The Logic of Trump’s Sexist Attacks

When women challenge Trump politically, he insults them physically.

On Thursday, Donald Trump tweeted that MSNBC’s Mika Brzezinski had been “bleeding badly from a face-lift” when she visited Mar-a-Lago last December. On Tuesday, in the Oval Office, he interrupted a phone call with the Irish prime minister to call over a female Irish journalist, Caitriona Perry, while referring to her “nice smile” and “this beautiful Irish press.”

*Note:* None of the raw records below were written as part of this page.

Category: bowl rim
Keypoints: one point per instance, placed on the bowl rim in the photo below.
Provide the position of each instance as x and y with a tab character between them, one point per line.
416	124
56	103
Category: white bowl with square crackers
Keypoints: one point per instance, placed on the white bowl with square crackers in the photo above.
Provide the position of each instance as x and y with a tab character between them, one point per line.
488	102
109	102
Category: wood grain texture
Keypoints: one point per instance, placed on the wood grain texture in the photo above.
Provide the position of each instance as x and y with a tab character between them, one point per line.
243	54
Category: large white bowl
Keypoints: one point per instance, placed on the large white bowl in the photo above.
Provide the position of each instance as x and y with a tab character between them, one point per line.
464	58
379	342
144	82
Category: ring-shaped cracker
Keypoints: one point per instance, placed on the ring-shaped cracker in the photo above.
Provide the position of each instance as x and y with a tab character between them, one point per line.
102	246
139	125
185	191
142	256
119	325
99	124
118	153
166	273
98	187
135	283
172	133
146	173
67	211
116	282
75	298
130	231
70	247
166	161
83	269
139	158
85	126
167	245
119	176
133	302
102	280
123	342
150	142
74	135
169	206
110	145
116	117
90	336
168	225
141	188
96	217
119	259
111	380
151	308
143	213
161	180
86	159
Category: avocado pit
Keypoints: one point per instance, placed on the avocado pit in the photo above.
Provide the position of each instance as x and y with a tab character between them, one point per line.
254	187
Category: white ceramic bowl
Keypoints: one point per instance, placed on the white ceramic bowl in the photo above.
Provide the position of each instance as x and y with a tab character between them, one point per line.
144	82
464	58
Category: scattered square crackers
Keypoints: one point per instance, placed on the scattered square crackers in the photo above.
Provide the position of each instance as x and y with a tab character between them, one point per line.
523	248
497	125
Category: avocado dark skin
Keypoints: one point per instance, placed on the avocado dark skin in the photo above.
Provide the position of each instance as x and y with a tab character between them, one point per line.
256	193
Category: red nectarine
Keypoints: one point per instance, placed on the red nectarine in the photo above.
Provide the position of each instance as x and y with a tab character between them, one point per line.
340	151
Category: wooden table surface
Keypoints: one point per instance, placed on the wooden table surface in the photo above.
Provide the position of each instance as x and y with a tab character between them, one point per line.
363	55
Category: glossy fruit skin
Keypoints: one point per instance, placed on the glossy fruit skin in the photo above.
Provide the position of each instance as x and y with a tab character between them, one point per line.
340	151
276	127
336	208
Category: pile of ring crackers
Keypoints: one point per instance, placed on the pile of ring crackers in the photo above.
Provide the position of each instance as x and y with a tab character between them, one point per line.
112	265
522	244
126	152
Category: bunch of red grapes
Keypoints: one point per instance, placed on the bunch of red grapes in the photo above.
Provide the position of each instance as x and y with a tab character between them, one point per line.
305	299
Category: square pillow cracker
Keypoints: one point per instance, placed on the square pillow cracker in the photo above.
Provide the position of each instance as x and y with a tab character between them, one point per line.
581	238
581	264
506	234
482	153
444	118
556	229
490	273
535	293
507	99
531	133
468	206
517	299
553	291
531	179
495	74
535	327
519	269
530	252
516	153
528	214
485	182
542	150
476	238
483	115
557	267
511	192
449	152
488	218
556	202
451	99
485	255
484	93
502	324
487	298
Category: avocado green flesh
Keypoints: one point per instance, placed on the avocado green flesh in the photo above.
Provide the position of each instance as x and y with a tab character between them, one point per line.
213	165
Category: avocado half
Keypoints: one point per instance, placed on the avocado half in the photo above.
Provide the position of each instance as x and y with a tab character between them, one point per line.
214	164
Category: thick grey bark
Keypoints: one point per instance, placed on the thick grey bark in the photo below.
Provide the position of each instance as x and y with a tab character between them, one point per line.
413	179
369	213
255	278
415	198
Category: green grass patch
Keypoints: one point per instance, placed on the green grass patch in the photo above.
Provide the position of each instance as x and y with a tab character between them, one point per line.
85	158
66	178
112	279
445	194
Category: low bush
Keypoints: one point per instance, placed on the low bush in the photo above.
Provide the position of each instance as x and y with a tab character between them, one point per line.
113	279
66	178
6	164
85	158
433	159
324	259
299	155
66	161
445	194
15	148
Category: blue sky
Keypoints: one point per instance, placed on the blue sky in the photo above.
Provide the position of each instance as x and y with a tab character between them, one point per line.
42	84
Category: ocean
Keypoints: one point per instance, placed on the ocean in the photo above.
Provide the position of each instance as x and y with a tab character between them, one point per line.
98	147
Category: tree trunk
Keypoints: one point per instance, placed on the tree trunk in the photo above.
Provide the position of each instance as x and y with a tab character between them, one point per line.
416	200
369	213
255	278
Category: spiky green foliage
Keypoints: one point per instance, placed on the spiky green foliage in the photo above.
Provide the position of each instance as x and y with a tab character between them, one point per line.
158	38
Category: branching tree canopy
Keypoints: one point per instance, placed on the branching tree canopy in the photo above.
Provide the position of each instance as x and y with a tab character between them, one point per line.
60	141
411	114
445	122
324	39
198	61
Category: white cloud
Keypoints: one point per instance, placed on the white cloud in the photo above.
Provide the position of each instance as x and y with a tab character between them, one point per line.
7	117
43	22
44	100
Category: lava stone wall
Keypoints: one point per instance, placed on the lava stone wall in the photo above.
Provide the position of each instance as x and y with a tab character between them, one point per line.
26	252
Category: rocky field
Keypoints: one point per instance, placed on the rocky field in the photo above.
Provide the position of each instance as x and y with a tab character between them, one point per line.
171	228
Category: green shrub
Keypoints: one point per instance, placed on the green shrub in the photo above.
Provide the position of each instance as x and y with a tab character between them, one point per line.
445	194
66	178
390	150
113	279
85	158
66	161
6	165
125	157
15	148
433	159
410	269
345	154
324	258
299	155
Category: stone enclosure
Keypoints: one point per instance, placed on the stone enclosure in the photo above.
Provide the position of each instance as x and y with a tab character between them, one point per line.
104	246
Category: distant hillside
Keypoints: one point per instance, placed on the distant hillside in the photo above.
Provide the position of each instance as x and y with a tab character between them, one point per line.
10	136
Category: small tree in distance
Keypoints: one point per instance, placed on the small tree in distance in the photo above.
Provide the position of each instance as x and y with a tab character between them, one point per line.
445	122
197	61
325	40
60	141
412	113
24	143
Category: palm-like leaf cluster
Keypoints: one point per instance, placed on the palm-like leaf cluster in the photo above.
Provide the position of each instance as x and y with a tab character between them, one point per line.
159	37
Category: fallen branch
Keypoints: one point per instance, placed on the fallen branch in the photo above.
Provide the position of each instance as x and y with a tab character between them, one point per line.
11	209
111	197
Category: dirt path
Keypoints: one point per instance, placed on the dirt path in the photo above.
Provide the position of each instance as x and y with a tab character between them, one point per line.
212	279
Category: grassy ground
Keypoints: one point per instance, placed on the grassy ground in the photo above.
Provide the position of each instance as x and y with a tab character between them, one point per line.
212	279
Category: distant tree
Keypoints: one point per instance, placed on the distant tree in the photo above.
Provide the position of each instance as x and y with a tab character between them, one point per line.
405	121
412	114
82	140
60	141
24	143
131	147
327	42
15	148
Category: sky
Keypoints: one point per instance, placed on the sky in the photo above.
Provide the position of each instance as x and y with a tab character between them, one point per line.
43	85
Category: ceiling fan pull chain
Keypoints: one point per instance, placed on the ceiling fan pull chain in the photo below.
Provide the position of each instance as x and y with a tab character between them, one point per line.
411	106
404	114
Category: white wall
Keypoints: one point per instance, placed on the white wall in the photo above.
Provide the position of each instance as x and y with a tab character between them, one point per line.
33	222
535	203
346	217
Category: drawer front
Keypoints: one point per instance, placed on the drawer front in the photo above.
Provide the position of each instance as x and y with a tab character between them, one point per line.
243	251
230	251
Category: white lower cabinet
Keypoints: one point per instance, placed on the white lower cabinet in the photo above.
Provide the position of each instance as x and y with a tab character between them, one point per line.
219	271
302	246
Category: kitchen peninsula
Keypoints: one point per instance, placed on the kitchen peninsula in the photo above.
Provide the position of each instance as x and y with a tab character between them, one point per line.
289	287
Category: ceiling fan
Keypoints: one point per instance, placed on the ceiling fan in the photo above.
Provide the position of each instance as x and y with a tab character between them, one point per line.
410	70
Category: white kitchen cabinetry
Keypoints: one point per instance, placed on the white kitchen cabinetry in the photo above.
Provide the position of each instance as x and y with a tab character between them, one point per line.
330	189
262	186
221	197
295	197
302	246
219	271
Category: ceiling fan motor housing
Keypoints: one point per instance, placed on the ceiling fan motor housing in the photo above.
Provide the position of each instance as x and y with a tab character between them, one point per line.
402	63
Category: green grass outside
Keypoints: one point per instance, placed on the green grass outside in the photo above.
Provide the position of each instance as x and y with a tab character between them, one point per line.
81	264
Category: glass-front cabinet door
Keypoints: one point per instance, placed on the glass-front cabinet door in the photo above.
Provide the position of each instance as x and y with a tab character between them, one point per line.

The incidents are two sides of the same coin. Two decades ago, a pair of social psychologists, Susan Fiske and Peter Glick, distinguished between what they called “hostile” and “benevolent” sexism. Hostile sexism manifests itself in derogatory or threatening comments about a woman’s appearance, capacities, or behavior. Benevolent sexism, by contrast, manifests itself in praise or chivalry that nonetheless reaffirms a woman’s subordinate status. Telling your female coworker that she’s ugly is an expression of hostile sexism. Telling your female coworker that she’s pretty is an expression of benevolent sexism. Sexually assaulting a female colleague is an expression of hostile sexism. Suggesting that a female colleague needs help carrying her bags is an expression of benevolent sexism. Hostile sexism may be more antagonistic and aggressive but benevolent sexism also conveys the message that women should be valued for their appearance, and that they are not equal to men.